Domingo no Parque - O Musical

Ministério da Cultura e Petrobras apresentam:

Livremente inspirado na premiada música de Gilberto Gil, musical negro Domingo no Parque estreia em janeiro de 2026 no Teatro Claro e já tem venda online de ingressos aberta

Com direção e texto de Alexandre Reinecke e direção musical de Bem Gil, espetáculo transforma em cena esse clássico com canções do próprio Gil, Caetano Veloso, Chico Buarque, Peninha, Jorge Benjor e Carlos Lyra

Clássico do Tropicalismo e uma das composições mais significativas na carreira de Gilberto Gil, a canção premiada Domingo no Parque vira musical negro, sob a direção de Alexandre Reinecke,  um dos diretores mais atuantes do país, e direção musical de Bem Gil. O espetáculo tem sua temporada de estreia no Teatro Claro, de 3 de janeiro a 8 de fevereiro de 2026, com apresentações às quintas e sextas, às 20h; aos sábados, às 17h e às 20h30h; e aos domingos, às 18h. A venda online antecipada já está aberta.

Apresentada pela primeira vez no 3º Festival da Música Popular da TV Record, em 1967, Domingo no Parque é considerada um dos marcos da Tropicália ao misturar elementos brasileiros - como o violão e o berimbau - com a guitarra elétrica e levou o segundo lugar no prêmio. A canção tinha arranjo de Rogério Duprat e participação da banda Os Mutantes.

Com elenco e equipe majoritariamente formado por artistas e profissionais negros, o musical, que teve aprovação do próprio Gil, destaca importantes influências negras na cultura e sociedade, em elementos como os costumes, danças, a religiosidade, os arranjos musicais, as vestimentas, a alimentação e a capoeira.

A trama se passa em Salvador, no início da década de 1970 e tem como pano de fundo toda a situação sociopolítica do Brasil, que atravessava a violenta opressão da Ditadura Civil-Militar. No bairro da Ribeira, toda tarde João, José e um  grupo de amigos se reúnem para jogar capoeira, em um momento de descontração e divertimento

Quando José leva seu amigo João para assistir a um show de sua amada Juliana, a relação entre os dois fica abalada. Juliana, que agora passa a frequentar a roda de capoeira, teve no passado um romance avassalador com João, que terminou quando ele engravidou a jovem Juci. Enquanto eles estavam afastados, Juliana seguiu seu sonho de ser  cantora e passou a cantar nos bares da cidade. Ela também tornou-se atuante nos movimentos contra a ditadura e passou a ser vigiada pelos  militares.

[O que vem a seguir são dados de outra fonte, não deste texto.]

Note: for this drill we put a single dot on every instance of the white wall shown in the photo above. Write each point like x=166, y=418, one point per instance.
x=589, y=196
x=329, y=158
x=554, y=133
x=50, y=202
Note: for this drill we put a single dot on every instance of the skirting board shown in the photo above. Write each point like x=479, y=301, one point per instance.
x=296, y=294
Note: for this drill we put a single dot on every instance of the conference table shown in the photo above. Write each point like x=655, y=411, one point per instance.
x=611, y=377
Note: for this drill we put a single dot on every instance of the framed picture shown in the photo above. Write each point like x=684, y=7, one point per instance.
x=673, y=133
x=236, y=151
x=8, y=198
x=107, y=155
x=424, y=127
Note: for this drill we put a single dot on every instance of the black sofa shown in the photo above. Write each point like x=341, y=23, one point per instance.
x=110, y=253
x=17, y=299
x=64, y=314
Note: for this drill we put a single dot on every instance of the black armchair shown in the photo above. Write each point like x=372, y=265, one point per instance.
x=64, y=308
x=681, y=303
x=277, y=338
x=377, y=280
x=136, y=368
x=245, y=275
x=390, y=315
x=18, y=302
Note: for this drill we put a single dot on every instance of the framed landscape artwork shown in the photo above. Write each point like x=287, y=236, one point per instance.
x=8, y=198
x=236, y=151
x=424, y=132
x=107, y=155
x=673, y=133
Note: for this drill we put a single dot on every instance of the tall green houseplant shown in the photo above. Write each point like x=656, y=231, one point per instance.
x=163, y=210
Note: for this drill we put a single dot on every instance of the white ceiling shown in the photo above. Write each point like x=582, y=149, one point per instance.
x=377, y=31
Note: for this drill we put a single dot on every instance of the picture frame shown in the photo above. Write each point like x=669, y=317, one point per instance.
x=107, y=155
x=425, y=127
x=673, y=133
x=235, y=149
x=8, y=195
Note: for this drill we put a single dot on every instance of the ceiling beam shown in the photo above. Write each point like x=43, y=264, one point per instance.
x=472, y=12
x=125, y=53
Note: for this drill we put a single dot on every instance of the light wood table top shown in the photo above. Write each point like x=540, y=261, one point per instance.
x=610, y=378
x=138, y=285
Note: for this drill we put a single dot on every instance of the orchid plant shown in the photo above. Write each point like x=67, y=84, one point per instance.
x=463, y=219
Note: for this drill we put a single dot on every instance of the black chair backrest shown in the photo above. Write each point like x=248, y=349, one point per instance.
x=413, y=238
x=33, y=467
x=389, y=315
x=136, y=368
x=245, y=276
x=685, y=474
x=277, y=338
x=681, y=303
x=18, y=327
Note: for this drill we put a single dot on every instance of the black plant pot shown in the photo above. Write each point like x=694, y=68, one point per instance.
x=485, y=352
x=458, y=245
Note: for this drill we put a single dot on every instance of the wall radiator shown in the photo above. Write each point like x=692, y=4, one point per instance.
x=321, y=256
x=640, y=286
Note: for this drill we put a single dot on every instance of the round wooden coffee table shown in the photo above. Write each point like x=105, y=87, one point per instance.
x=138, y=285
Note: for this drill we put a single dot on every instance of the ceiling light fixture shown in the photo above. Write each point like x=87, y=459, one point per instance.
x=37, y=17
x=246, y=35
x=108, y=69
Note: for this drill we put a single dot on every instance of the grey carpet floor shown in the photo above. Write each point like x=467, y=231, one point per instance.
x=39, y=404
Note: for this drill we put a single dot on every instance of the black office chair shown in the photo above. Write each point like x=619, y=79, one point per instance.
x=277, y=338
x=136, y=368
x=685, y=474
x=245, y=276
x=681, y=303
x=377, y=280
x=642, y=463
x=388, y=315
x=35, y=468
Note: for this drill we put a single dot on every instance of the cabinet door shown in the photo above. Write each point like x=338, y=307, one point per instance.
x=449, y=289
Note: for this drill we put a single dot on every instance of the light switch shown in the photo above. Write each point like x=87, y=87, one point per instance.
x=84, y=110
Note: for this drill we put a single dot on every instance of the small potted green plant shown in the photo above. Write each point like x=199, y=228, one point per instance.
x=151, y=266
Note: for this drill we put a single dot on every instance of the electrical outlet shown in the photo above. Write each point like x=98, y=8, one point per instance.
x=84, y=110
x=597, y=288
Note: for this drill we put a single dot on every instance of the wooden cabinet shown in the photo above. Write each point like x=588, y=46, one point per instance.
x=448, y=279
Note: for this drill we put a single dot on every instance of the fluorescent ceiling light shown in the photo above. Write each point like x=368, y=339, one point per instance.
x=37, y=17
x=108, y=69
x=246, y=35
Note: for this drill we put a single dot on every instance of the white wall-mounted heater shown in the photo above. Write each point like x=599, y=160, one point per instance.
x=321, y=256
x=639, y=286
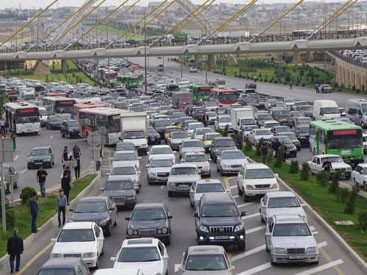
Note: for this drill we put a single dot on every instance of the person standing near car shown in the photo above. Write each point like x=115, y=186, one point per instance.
x=41, y=179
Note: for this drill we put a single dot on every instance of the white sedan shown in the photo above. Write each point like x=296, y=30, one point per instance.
x=359, y=176
x=81, y=240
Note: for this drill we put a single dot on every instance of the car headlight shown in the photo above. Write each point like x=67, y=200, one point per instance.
x=312, y=249
x=238, y=227
x=279, y=250
x=204, y=228
x=89, y=255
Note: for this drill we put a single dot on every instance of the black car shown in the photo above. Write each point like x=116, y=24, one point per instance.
x=101, y=210
x=69, y=128
x=220, y=144
x=70, y=266
x=218, y=221
x=54, y=122
x=150, y=220
x=122, y=192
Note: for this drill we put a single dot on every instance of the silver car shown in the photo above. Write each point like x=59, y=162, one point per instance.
x=230, y=161
x=201, y=161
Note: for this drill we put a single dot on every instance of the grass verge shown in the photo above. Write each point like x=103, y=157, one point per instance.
x=47, y=209
x=325, y=204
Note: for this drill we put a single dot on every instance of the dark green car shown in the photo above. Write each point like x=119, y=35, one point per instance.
x=40, y=156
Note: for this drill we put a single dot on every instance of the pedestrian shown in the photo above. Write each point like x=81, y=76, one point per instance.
x=34, y=211
x=15, y=248
x=66, y=184
x=61, y=203
x=41, y=179
x=13, y=137
x=264, y=152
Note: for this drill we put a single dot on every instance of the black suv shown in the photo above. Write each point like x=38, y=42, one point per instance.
x=69, y=128
x=218, y=221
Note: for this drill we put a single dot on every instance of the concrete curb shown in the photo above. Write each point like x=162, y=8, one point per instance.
x=53, y=220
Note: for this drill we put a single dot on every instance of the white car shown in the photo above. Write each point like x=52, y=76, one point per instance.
x=79, y=239
x=359, y=176
x=337, y=164
x=280, y=203
x=161, y=150
x=147, y=254
x=256, y=179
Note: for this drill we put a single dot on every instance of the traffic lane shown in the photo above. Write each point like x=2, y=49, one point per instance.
x=255, y=255
x=45, y=138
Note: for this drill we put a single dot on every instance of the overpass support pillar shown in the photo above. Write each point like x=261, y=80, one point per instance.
x=211, y=61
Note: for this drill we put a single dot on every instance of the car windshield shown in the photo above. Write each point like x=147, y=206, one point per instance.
x=219, y=210
x=148, y=214
x=76, y=235
x=125, y=156
x=233, y=155
x=209, y=187
x=161, y=151
x=262, y=173
x=195, y=158
x=39, y=152
x=291, y=229
x=284, y=202
x=91, y=207
x=118, y=185
x=183, y=171
x=206, y=263
x=139, y=254
x=123, y=171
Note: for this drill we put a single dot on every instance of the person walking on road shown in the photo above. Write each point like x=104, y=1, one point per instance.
x=61, y=206
x=66, y=184
x=34, y=211
x=15, y=248
x=41, y=178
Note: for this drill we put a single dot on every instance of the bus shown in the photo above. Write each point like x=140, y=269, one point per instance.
x=224, y=96
x=22, y=118
x=200, y=92
x=101, y=119
x=59, y=105
x=331, y=136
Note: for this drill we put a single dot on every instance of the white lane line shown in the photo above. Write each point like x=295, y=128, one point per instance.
x=321, y=267
x=248, y=253
x=255, y=229
x=256, y=269
x=251, y=216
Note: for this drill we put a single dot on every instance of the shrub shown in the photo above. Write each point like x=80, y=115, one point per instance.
x=322, y=178
x=305, y=172
x=362, y=220
x=26, y=194
x=342, y=195
x=294, y=168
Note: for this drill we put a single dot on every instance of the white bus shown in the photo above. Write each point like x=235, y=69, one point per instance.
x=106, y=121
x=22, y=118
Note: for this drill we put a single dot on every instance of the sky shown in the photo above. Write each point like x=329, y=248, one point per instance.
x=44, y=3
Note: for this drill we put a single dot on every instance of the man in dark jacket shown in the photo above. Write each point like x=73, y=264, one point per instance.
x=15, y=248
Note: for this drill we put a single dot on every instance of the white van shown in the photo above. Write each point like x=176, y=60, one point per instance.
x=357, y=111
x=325, y=108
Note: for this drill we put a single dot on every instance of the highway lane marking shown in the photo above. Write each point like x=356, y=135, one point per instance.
x=321, y=267
x=256, y=269
x=255, y=229
x=251, y=216
x=34, y=258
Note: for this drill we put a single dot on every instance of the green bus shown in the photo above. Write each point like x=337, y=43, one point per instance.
x=331, y=136
x=200, y=92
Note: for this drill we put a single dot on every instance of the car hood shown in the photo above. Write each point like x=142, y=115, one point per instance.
x=147, y=224
x=93, y=217
x=73, y=247
x=148, y=268
x=294, y=242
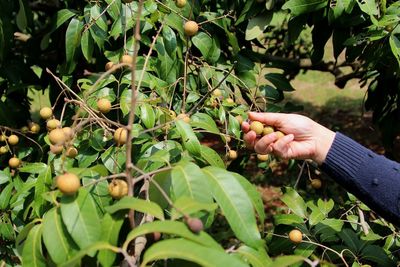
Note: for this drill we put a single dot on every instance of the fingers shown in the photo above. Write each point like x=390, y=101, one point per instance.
x=272, y=119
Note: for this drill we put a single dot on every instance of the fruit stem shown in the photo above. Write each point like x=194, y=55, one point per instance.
x=129, y=164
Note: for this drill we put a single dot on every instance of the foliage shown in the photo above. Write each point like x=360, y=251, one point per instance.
x=61, y=47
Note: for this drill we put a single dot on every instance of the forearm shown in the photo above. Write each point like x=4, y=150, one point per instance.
x=374, y=179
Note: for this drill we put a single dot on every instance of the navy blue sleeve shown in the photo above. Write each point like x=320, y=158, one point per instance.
x=372, y=178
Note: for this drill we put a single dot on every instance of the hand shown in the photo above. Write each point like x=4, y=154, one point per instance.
x=304, y=138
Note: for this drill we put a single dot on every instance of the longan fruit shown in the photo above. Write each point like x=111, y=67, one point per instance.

Como não poderia ser diferente, essa icônica tragédia urbana chega ao fim com uma grande roda de capoeira ao som do clássico de Gil, elevando o clima do espetáculo, que promete ainda momentos de drama, humor, romance e suspense.

A trilha sonora conta com 20 músicas que atuam como fio condutor da história, sendo seis delas compostas exclusivamente para o espetáculo e as demais amplamente conhecidas pelo público, incluindo composições de Gil, Caetano Veloso, Chico Buarque, Jorge Benjor, Peninha e Carlos Lyra. 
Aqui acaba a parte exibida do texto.